Again, I didn’t ask any questions about this encounter, but just played it as designed. The hobgoblin and razorcrows were easily defeated and Ziggy saved the injured firefoot fennec fox.

Later, after the fox was healed, it stayed loyal to the half-elf woman.  Maybe someone more familiar with the Pathfinder rules would say this shouldn’t happen but I ruled that when Ziggy called a familiar this animal was bestowed with a mystical connection.

From this point on I arbitrarily keep the daily death toll at 10d4 per day and roll up five more days.

Wrapping It Up

I won’t go into further details but the quest for the ingredients consumes 20 days in total and the death toll to Falcon’s Hollow is 361.

I was curious.

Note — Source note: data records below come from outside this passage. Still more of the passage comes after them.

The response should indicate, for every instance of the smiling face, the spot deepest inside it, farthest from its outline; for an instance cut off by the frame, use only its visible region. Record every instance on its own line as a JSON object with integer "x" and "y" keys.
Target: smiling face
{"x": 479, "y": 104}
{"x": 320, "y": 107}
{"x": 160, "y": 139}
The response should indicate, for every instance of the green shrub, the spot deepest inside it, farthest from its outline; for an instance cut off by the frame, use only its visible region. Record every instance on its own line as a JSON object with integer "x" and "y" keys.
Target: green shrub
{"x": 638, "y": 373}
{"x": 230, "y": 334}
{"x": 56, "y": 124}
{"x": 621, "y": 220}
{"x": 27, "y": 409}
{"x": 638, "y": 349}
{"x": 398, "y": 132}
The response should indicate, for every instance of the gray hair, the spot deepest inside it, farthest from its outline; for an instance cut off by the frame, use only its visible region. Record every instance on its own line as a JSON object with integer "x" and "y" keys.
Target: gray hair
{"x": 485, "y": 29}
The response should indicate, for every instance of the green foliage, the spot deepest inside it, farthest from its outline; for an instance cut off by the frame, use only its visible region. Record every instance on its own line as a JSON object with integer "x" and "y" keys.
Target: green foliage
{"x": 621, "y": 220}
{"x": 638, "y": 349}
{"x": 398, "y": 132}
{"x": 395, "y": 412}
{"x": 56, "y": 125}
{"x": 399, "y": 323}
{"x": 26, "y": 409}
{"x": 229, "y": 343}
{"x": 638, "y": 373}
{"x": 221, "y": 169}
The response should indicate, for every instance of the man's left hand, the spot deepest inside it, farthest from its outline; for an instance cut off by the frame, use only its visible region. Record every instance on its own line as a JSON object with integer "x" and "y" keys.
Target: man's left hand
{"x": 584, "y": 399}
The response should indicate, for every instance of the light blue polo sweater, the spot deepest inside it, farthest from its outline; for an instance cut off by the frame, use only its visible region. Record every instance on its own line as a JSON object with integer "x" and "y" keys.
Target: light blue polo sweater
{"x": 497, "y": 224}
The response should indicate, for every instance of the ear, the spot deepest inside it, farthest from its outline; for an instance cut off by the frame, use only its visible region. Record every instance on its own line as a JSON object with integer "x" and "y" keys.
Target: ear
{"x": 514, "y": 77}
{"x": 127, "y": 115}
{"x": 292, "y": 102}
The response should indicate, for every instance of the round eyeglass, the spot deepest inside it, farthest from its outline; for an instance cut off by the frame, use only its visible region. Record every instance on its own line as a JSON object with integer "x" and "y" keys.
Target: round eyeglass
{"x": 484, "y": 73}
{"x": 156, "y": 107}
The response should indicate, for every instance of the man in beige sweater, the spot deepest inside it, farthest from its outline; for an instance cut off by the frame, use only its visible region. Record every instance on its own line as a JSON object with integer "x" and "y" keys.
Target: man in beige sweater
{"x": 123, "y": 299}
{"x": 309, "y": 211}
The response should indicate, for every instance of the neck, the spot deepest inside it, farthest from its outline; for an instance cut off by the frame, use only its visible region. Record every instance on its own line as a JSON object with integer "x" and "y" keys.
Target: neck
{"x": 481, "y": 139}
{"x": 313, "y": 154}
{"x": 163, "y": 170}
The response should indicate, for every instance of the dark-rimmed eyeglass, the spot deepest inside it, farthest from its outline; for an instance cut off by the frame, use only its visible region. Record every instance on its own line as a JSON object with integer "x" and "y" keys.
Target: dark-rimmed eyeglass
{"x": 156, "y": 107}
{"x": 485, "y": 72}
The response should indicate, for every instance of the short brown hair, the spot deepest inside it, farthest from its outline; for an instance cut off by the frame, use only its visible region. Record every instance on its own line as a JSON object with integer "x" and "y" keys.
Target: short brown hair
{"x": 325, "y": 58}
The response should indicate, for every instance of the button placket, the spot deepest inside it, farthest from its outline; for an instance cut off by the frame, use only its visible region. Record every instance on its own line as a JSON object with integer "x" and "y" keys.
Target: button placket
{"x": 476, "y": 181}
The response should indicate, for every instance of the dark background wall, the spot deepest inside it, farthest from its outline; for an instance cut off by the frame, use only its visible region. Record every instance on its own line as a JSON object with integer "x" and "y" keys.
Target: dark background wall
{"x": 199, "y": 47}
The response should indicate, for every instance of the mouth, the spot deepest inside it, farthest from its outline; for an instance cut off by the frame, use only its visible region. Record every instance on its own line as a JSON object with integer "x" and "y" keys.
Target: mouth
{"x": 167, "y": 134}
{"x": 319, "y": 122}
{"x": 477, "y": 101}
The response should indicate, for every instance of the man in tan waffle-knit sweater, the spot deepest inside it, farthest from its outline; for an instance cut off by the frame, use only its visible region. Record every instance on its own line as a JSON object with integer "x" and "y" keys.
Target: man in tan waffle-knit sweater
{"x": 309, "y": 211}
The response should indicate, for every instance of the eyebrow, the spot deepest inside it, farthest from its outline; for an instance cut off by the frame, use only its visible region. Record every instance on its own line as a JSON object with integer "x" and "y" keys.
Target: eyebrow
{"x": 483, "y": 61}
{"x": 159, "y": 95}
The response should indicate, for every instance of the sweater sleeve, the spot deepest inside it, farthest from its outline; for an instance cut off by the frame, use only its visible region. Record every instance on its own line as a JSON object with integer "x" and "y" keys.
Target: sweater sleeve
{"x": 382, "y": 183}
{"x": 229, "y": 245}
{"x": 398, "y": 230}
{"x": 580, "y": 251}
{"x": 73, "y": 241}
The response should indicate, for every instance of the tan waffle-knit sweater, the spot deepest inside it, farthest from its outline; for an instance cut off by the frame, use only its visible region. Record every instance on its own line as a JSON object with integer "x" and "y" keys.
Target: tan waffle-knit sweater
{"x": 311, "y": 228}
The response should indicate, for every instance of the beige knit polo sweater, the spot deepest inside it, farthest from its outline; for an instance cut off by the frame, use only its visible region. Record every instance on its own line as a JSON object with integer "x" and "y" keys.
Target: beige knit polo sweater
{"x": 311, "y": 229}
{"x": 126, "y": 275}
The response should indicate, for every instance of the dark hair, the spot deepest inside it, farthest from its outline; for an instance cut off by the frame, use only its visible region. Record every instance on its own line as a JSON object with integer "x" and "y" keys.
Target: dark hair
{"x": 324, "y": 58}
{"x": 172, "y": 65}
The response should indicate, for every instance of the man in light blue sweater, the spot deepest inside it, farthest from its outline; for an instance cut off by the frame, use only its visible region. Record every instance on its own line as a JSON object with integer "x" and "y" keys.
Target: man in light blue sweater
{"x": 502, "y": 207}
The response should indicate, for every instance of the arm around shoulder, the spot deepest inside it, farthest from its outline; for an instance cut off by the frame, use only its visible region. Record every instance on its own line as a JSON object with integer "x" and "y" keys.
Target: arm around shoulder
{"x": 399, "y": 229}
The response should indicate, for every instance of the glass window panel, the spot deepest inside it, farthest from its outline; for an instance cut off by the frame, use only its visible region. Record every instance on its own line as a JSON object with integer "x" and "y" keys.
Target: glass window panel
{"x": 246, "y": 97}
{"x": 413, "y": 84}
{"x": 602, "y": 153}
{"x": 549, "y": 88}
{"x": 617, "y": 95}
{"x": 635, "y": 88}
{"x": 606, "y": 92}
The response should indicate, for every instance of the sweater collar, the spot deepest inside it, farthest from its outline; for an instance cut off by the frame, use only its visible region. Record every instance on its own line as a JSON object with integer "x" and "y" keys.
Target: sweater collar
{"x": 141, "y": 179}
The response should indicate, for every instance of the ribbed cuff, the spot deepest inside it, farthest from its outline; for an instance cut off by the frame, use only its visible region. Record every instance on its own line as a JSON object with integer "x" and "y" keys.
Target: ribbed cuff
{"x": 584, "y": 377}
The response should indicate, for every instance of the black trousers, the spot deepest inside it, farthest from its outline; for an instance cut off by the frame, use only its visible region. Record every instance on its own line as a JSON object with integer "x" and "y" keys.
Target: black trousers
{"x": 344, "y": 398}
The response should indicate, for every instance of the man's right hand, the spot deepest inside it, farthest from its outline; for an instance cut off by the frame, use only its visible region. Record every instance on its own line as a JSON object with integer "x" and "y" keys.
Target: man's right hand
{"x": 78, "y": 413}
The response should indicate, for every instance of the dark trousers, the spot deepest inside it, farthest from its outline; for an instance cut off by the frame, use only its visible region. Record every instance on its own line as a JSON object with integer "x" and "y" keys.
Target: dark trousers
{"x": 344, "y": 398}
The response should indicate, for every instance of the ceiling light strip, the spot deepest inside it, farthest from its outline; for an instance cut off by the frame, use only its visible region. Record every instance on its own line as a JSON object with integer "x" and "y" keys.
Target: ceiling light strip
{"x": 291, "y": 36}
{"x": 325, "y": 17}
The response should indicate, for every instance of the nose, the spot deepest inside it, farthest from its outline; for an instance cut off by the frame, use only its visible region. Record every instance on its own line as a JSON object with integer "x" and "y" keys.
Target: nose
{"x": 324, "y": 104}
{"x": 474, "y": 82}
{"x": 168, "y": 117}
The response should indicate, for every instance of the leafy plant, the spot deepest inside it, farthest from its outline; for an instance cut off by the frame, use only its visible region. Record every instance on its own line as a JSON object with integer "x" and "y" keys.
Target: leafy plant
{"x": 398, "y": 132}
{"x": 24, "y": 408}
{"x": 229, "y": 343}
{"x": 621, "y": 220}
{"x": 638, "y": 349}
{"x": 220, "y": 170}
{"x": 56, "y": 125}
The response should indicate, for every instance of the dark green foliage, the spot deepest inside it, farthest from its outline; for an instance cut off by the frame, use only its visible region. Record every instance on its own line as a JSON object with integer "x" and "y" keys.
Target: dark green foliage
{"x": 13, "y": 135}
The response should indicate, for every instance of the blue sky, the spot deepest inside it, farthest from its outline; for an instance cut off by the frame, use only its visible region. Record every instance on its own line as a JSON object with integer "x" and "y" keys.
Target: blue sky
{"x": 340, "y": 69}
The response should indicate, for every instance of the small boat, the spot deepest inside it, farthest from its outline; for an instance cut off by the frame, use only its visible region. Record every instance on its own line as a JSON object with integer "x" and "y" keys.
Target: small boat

The population is supposed to be ~1500. I randomly assign 1599. Now, at the end of the adventure, Falcon’s Hollow has lost 22½% of its population. No one has not lost a family member, friend, or loved one.

How did this deadly fungus that, according to the herbalist, has never grown around Falcon’s Hollow before, arrive? Why, if the expected death toll was a mere forty souls, did it become nine times that number with no signs of stopping until all were dead?

For now, the threat has been neutralized.

Well, the immediate threat, at least.

But, we all know what’s coming.

Expanding Encounters

In the next post I will go into more detail about the mechanics of hex crawling, using random encounters, as well as set piece encounters, and how they should be the seeds for something more.

Just as the above ending of the adventure suggests that the coming of blackscour to Falcon’s Hollow might not have been a chance event so can many seemingly small elements lead to more story threads later on.

Is that signet ring taken from the dead hunters significant?

Was there some reason for the hunters to be at the forest elder?

Could the fennec fox, although it was seemingly an innocent animal and the victim of the vile hobgoblin, actually have been a messenger of fate?

We don't have the answers yet. 

And we won't until we roll some more dice.


---

This article, and all others, are subject to the editorial whimsy of the author whenever he thinks, for whatever reason he thinks.